Très tôt rebelle, il se trouva pris dans une course poursuite avec des bonne-sœurs. Il était dans une école maternelle tenue par des religieuses, et déjà la structure scolaire ne lui plaisait guère. Il avait donc décidé de rentrer chez lui, ce qui ne semblait pas convenir à ces pauvres femmes qui face à sa volonté farouche n’ont eu d’autre choix que de courser à deux ou trois un petit garçon de trois ans et demi pour l’empêcher de partir. Il a gardé de cette époque et de cet épisode, pendant de nombreuses années une peur, puis une répulsion profonde des religieuses, et mêmes des religieux de toutes sortes.

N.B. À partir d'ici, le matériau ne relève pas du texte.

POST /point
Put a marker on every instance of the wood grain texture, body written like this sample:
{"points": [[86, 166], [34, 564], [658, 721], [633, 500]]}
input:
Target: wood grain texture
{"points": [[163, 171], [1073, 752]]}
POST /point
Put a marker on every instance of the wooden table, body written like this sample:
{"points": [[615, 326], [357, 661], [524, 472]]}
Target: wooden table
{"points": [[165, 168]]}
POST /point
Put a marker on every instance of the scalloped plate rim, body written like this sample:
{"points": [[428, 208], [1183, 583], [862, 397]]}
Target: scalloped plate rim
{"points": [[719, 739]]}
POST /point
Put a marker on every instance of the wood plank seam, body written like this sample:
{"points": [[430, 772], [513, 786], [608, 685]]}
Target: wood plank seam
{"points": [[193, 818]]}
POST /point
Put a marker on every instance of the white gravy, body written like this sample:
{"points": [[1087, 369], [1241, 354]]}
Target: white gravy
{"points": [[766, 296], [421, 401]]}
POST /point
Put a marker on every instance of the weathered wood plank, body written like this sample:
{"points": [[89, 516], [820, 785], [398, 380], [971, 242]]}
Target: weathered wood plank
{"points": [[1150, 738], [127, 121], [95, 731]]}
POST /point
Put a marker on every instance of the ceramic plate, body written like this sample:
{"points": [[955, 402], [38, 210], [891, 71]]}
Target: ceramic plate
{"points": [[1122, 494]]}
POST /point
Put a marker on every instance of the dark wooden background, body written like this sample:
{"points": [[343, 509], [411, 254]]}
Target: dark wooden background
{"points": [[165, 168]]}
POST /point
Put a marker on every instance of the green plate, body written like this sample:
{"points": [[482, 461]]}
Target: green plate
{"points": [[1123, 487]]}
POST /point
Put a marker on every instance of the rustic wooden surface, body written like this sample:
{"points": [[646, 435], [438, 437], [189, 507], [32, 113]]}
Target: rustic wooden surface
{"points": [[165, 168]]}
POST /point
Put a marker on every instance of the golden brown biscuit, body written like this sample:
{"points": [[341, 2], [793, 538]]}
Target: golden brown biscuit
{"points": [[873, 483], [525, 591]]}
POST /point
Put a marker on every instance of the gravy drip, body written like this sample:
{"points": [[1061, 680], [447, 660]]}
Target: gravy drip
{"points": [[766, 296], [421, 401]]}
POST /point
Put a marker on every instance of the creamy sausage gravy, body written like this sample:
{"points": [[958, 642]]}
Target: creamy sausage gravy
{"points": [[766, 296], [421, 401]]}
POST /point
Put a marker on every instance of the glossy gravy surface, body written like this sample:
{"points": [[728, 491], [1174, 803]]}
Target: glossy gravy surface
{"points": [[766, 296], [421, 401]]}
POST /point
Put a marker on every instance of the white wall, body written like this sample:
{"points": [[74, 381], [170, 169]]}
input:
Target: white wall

Lui et sa sœur, avaient reçu, pour une occasion quelconque, de beaux arrosoirs en plastique pour compléter l’équipement de plage constitué de pelles, de râteaux, de sauts et moules diverses. Mais voilà, un jour, s’étant disputé pour une raison enfantine avec sa petite sœur, pour le punir, son père dans une grande colère, avait pris une paire de ciseaux, les arrosoirs, et les avait consciencieusement découpés, avant de l’enfermer dans un placard. Son père s’était confondu ensuite en excuse. Certes l’enfant fut un peu rassuré, mais la sombre et poignante étreinte du cœur avait été rude. L’angoisse sourde des jours d’abandon, la terreur de la séquestration venaient de faire une nouvelle incursion au fond de son être.

Quatre ans, ce fut l’apprentissage du vélo. Un beau vélo bleu, aux roues larges. Ce fut dur, rude, déjà que ne pas aimer être en présence des autres petits enfants semblait étrange à ce père, il n’était pas question de ne pas y arriver avec ce foutu vélo. Alors le petit garçon s’est accroché, il a séré les dents. Il était moins difficile de faire face à la peur de tomber et de se faire mal qu’à l’angoisse d’être à nouveau abandonner par ce père mélange d’amour et de colère terrible.